Jangan salah, tidak semua film-film kartun atau anime layak untuk anak tonton. Saya katakan buanyak banget film kartun/anime yang tidak layak untuk ditonton oleh anak. Misalnya saja film Doraemon Stand By Me yang belum lama ini menjadi perbincangan. Siapa yang tidak tahu doraemon? Robot imut menggemaskan dari masa depan. Namun sayang, Doraemon Stand By Me jika dicermati lebih dalam tidak layak untuk dikonsumsi oleh anak-anak. Kenapa? Karena inti cerita dari Doraemon Stand By Me adalah menceritakan tentang masa depan Nobita yang nantinya akan menikah dengan siapa, dan dari dia sekolah SD sudah memikirkan tentang cinta dan nikah. Anak SD macam apa yang dari dia SD sudah memikirkan tentang percintaan dan pernikahan. Yang ada ketika anak nonton film doraemon ini mindsetnya terbentuk bahwa ketika SD nanti si anak sudah harus memikirkan soal percintaan dan pernikahan dari semenjak dia SD. Anak akan meniru apa yang ia lihat. Pembaca mau anaknya dari umur SD sudah memikirkan soal percintaan dan pernikahan bahkan memperjuangkannya sedemikan rupa seperti film yang ia tonton? Saya sih ogah :p. Belum lagi belakangan ada kasus anak SMP yang bunuh diri karena melihat anime yang ada adegan bahwa kematian/bunuh diri akan mendapatkan ketenangan. Pada kasus tersebut meyakinkan kita bahwa tidak semua film kartun atau anime layak ditonton anak dan lemahnya pengawasan orang tua.

Anak kecil jaman sekarang sudah gak asing dengan kata yang namanya pacaran, putus cinta, jadian dan hal-hal yang berkaitan dengan percintaan. Sudah tidak tabu lagi. Padahal pada jaman saya kecil kata pacaran amat sangat jarang dibahas, yang ada sibuk mainan tradisional tahun 90-an. Lebih mirisnya, tidak hanya merusak dari sinetron atau film yang anak lihat, tapi dari lagu yang anak dengar. Lagu-lagu yang harusnya hanya boleh di dengar oleh orang dewasa tapi sekarang bebas didengar oleh anak kecil, sebut saja cabe-cabean, goyang dumang dan lagu-lagu lainnya yang kalau dilihat liriknya itu sangat tidak pantas dinyanyikan oleh anak kecil. Sungguh kasian dan miris anak kecil jaman sekarang.

Hal tersebut kembali lagi kepada keluarga dan orang tua. Orang tua seharusnya sadar akan dampak anaknya kedepan nanti ketika si anak sedari kecil sudah menyaksikan sinetron atau film tentang percintaan, juga lagu yang liriknya sangat tidak layak didengar anak kecil. Saya yakin orang tua jaman sekarang sudah lebih tau dan lebih maju daripada orang tua jaman dahulu. Tapi ternyata orang tua jaman dulu yang kurang memiliki pendidikan yang layak tetapi bisa mengurus anak lebih baik daripada oarang tua jaman sekarang yang sudah memiliki titel pendidikan tinggi.

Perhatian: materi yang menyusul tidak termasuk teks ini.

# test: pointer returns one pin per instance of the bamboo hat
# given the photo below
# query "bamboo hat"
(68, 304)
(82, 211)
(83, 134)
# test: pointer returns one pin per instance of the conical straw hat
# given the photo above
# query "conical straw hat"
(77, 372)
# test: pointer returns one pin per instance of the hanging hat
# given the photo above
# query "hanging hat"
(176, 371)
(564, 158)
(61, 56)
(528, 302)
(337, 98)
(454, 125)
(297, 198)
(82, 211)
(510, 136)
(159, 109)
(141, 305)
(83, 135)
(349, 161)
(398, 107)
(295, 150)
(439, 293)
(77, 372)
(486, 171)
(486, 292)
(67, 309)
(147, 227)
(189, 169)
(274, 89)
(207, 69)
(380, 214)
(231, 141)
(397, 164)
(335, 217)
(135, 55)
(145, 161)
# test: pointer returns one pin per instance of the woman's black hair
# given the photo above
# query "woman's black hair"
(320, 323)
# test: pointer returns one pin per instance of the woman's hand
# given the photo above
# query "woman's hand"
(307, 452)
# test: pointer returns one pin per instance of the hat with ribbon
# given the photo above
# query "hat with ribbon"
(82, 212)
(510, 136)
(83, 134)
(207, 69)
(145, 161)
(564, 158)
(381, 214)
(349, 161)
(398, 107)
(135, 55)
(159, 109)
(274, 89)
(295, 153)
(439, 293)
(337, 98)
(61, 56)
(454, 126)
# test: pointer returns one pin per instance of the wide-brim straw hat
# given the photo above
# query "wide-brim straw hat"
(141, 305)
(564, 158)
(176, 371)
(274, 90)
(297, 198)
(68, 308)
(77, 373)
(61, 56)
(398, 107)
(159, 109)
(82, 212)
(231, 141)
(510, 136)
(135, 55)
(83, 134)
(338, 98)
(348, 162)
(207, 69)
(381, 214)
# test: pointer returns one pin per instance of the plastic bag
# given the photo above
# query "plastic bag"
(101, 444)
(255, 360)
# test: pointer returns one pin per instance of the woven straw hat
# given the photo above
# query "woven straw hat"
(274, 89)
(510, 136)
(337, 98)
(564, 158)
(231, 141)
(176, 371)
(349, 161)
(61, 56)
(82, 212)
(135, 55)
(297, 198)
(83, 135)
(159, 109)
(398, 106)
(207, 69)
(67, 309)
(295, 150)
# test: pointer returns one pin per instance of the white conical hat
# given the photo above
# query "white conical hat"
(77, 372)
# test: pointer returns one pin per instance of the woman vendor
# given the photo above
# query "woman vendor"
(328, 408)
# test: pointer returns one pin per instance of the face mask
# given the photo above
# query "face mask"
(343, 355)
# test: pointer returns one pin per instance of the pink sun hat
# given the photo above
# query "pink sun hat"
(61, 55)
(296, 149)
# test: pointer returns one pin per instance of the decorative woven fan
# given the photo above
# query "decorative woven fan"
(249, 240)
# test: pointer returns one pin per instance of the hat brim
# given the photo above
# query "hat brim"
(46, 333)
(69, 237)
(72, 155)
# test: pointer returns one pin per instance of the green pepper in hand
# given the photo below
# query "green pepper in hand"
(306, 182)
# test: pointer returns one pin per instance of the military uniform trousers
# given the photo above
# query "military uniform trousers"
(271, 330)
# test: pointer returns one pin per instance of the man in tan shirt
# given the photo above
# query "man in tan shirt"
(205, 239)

Seharusnya orang tua sudah mendidik dan membentuk karakter anaknya sedari kecil yang berisikan pengetahuan dan pemahaman sesuai dengan kemampuan si anak. Banyak sekali cara yang dapat digunakan oleh oleh orang tua dalam mendidik dan membentuk karakter anaknya, salah satunya adalah dengan cara menonton film, tapi film yang seperti apa? Tentunya film-film yang berisikan pengetahuan dan pendidikan seperti kisah-kisah nabi, video bagaimana cara berperilaku yang baik, bagaiamana caranya sholat, bagaimana caranya hormat kepada orang tua dan lain-lain. Film dan video tersebut buanyak sekali dan mudah sekali di dapat pada jaman sekarang. Hindari anak menonton sinetron tayangan di televisi, menurut saya tayangan di telivisi hampir seluruhnya tidak layak ditonton oleh anak-anak. Walau menonton film atau video yang memiliki konten pendidikan dan pengetahuan, orang tua pun harus berada disampinya untuk memberikan pemahaman, terutama ibu. Dengan lagu pun orang tua dapat mendidik dan menambah pengetahuan anaknya, tentunya lagi-lagi lagu yang layak untuk didengar oleh anak. Memang dapampaknya belum keliatan ketia si anak kecil, tetapi nanti akan terasa ketika anak dewasa nanti.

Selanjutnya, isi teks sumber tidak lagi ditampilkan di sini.